First, most of the paragraph is concerned about how article processing charges affect scientists without grants who need to publish. I emphasize “charges” because, as I have said before, we need to separate open access – a description of who can read scientific articles – from the business models used to support open access. McGill is complaining about the latter, and isn’t addressing the former.

I do agree that many researchers have unrealistic expectations about the costs of publication. I agree that there has not been enough discussion about alternative business models for open access.

Second, journal articles do not just exist merely for the benefit of scientists who need publications to get promotion or tenure. There are not only people who write articles, there are people who read journal articles. You should consider the sizable benefits of more people being able to read scientific papers before judging the success of open access.

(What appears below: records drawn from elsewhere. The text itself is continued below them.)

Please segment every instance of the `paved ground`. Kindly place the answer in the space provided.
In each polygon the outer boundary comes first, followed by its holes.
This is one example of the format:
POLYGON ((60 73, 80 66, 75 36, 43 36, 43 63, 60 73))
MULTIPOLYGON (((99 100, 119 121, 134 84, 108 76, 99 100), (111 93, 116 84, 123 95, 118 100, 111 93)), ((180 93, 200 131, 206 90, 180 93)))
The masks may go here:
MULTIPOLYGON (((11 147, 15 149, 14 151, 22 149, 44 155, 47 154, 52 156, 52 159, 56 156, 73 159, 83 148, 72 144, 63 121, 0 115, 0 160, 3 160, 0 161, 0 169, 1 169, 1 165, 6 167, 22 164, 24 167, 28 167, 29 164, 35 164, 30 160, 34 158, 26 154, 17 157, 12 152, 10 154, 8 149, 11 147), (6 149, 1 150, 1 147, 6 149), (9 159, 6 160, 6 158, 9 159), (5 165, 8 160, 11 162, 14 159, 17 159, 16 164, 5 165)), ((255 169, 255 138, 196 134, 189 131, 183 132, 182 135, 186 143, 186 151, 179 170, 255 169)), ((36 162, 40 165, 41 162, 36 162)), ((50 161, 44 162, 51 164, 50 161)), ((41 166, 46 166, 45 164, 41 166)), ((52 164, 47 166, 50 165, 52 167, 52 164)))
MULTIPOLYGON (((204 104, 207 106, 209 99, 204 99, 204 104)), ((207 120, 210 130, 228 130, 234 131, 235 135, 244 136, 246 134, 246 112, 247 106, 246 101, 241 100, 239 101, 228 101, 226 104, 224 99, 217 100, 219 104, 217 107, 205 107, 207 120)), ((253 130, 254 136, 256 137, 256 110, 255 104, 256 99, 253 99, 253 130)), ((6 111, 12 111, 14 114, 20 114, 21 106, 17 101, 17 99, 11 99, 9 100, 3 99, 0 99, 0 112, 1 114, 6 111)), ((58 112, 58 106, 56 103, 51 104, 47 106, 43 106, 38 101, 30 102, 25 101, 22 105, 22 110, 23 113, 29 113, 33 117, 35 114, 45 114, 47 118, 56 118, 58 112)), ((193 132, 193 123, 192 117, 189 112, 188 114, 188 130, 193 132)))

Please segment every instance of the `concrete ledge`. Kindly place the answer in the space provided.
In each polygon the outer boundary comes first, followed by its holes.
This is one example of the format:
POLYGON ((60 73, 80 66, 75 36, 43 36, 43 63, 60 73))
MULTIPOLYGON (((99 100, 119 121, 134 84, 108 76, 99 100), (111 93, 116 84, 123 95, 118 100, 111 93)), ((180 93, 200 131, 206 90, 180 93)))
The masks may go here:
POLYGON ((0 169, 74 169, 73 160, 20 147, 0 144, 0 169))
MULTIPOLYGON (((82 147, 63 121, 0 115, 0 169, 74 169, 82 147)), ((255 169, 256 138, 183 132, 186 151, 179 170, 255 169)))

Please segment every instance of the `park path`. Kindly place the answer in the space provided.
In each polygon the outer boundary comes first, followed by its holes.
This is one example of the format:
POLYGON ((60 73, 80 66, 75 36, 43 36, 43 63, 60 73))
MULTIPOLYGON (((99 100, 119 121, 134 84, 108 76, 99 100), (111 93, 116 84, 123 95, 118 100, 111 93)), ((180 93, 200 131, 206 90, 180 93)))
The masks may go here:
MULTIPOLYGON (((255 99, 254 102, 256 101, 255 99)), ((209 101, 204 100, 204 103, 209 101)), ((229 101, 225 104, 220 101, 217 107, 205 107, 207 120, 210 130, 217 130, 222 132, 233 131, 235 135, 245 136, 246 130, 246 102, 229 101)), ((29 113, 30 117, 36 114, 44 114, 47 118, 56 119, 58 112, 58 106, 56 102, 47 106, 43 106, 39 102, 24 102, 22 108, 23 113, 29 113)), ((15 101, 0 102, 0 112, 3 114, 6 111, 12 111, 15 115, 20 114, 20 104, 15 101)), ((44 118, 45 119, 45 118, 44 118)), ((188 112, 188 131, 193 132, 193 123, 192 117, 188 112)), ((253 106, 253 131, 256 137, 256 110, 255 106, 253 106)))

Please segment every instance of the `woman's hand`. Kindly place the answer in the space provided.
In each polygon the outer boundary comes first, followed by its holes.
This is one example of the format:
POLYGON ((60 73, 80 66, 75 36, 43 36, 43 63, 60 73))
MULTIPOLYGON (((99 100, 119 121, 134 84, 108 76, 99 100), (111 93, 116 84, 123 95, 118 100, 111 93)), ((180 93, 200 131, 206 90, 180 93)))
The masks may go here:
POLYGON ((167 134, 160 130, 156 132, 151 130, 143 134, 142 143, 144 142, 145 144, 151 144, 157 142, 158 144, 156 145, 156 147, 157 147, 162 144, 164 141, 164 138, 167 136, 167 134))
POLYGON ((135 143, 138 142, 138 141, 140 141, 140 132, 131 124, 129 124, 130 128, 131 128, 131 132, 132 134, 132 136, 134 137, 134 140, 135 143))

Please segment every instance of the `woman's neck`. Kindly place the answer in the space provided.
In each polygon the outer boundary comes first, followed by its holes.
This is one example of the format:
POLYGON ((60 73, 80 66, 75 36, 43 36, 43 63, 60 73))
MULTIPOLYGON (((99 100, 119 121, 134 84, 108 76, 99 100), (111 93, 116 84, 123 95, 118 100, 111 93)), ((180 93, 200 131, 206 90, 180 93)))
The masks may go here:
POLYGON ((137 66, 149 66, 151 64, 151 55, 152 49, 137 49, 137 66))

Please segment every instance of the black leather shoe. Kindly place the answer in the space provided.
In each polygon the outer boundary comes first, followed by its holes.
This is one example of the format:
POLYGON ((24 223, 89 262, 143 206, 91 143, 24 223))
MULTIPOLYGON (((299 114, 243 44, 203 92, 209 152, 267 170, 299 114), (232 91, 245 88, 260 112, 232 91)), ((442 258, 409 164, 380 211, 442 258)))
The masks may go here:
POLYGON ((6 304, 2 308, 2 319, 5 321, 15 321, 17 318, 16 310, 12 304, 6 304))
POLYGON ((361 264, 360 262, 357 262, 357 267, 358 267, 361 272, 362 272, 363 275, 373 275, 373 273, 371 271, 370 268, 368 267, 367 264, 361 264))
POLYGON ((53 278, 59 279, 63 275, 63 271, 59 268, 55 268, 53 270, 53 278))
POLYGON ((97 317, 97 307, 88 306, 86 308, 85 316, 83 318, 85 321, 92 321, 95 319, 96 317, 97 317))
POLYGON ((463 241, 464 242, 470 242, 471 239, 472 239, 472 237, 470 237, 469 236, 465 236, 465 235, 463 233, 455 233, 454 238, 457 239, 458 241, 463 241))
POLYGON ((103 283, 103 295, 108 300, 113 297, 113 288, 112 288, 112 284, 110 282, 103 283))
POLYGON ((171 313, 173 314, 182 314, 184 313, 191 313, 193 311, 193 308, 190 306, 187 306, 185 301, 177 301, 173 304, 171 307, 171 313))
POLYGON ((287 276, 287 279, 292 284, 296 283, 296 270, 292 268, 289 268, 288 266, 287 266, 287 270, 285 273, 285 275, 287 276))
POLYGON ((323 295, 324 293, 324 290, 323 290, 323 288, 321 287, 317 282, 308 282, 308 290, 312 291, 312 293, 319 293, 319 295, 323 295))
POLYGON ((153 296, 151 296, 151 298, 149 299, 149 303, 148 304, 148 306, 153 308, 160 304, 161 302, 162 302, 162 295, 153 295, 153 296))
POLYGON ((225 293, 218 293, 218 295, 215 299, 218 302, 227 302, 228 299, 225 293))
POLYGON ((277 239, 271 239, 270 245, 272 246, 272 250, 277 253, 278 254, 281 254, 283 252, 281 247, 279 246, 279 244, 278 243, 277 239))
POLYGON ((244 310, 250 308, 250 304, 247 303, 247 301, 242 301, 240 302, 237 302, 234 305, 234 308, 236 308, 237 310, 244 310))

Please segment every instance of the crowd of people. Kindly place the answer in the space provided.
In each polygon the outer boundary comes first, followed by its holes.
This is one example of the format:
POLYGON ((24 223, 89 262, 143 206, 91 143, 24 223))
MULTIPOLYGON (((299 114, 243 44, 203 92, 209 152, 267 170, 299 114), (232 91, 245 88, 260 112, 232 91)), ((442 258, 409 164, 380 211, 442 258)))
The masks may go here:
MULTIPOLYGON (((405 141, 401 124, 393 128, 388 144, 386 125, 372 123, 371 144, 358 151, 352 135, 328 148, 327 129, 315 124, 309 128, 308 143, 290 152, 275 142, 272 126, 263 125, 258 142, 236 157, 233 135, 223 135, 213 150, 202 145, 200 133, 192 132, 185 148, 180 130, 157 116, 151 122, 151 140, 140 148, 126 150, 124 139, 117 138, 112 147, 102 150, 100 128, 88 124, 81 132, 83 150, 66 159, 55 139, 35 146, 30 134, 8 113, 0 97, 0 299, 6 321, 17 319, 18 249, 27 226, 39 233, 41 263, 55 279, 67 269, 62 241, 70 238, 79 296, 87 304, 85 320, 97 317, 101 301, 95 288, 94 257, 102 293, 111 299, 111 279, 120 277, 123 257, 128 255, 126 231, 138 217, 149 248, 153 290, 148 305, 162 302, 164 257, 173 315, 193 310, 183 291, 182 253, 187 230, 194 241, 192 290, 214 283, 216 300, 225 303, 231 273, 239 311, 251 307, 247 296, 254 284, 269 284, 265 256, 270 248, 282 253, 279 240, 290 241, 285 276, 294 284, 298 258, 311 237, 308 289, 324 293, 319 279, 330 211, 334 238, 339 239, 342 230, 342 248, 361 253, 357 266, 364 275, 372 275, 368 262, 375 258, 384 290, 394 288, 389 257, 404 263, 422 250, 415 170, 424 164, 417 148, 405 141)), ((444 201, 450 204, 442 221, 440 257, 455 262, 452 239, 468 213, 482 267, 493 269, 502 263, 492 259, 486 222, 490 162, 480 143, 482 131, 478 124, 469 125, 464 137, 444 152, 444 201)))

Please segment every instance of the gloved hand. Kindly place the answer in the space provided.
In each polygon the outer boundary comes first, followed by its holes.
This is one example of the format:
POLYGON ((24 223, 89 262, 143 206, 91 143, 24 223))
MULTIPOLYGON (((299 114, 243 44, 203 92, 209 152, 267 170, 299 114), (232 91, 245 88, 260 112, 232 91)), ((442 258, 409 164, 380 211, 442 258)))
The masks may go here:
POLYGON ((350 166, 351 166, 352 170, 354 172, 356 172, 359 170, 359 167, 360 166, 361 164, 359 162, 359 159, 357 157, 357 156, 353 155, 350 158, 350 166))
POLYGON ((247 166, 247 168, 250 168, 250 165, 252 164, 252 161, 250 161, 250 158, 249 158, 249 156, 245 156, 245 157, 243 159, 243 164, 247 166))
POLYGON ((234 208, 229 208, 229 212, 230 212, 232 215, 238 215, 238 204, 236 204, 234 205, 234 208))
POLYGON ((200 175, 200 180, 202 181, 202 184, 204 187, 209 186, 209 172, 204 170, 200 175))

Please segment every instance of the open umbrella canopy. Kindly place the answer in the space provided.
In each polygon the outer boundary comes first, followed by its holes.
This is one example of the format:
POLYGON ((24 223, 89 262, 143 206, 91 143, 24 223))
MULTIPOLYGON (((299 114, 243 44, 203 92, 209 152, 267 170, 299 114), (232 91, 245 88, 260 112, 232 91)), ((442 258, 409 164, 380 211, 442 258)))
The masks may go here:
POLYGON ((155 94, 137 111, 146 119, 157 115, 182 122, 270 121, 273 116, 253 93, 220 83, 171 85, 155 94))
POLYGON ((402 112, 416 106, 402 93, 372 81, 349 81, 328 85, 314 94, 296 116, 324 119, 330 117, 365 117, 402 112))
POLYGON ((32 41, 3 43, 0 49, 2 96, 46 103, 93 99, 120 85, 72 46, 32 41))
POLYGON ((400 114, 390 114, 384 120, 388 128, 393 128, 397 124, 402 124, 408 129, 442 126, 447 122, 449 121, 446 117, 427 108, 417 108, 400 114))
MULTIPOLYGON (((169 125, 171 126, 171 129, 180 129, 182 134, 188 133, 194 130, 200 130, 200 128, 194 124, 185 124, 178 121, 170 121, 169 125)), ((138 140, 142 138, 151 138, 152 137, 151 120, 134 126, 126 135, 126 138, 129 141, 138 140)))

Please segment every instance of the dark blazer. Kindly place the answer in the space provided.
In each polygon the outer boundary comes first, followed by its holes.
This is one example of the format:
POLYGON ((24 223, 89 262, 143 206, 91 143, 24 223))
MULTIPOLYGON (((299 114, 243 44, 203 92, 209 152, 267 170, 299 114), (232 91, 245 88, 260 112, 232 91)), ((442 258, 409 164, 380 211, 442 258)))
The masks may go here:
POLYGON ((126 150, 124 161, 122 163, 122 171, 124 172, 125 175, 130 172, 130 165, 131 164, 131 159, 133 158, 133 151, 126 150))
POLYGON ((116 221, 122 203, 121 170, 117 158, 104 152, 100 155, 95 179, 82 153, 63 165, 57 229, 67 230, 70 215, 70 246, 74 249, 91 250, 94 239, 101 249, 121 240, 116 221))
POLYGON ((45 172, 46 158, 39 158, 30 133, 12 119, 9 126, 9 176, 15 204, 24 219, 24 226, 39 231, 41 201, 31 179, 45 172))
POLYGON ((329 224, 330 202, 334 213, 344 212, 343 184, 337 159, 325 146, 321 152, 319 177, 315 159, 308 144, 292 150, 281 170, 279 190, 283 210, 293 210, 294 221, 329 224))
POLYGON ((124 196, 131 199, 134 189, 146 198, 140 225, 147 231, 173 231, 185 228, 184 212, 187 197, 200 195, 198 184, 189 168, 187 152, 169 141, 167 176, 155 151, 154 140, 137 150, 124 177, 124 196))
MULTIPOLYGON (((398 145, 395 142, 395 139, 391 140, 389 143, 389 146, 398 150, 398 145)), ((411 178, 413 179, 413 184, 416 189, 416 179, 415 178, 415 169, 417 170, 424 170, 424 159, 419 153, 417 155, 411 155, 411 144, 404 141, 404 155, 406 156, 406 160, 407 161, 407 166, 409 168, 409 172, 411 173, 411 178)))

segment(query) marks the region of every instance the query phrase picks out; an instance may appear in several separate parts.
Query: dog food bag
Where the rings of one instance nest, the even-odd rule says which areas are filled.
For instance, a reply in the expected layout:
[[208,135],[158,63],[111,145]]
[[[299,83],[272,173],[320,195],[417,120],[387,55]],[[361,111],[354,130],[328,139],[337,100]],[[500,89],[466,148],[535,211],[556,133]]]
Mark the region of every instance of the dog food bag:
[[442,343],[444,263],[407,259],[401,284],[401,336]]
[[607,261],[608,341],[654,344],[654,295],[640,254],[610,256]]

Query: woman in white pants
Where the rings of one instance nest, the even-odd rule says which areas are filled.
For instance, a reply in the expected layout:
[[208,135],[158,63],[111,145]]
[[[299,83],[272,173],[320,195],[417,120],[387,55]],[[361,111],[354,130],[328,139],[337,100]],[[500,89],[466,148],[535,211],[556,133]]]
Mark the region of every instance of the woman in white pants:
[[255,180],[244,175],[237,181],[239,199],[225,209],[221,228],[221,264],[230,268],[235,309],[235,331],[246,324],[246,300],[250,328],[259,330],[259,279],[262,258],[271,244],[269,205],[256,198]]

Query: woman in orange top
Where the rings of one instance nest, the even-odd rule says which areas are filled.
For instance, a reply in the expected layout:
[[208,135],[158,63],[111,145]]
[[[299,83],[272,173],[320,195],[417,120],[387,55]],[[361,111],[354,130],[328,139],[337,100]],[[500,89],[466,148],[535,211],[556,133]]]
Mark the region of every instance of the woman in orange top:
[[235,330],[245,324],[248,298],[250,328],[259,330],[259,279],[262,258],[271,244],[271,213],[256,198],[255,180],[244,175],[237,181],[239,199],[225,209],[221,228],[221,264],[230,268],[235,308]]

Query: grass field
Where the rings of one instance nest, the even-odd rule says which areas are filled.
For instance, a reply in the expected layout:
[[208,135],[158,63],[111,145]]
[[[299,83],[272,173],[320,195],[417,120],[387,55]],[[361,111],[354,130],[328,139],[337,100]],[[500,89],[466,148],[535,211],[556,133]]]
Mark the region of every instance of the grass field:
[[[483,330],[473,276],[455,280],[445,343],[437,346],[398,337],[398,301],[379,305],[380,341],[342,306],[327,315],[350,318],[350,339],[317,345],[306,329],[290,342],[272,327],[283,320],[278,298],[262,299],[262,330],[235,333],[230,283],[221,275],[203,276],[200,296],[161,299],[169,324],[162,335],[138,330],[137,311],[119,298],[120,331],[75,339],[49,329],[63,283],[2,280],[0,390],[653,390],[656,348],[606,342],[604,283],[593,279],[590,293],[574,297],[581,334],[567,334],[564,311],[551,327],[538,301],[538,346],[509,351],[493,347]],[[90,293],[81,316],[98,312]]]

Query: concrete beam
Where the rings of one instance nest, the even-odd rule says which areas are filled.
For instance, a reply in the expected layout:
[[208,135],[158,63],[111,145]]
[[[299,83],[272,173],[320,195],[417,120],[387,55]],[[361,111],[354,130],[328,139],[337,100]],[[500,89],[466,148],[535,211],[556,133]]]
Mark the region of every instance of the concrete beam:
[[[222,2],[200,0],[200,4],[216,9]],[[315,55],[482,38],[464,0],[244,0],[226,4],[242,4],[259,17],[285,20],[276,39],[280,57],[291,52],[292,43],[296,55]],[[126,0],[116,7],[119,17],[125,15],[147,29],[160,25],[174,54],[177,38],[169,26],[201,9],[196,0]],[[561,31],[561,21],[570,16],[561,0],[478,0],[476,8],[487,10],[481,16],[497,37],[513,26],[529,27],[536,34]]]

Article processing charges do create barriers for researchers with limited resources. But the research of hypothetical African scientists is impeded by not being able to read the scientific literature, not just by being unable to publish in the scientific literature.

If we are concerned about African researcher not being able to pay article processing charges, should we not also be concerned about African researchers being able to buy journal articles or African research libraries being able to buy journal subscriptions?

I see increased ability to read the world’s scholarly literature as a good thing. I don’t see it as an unalloyed good that must be pursued above all else. But it should be in the mix as we’re taking stock of open access.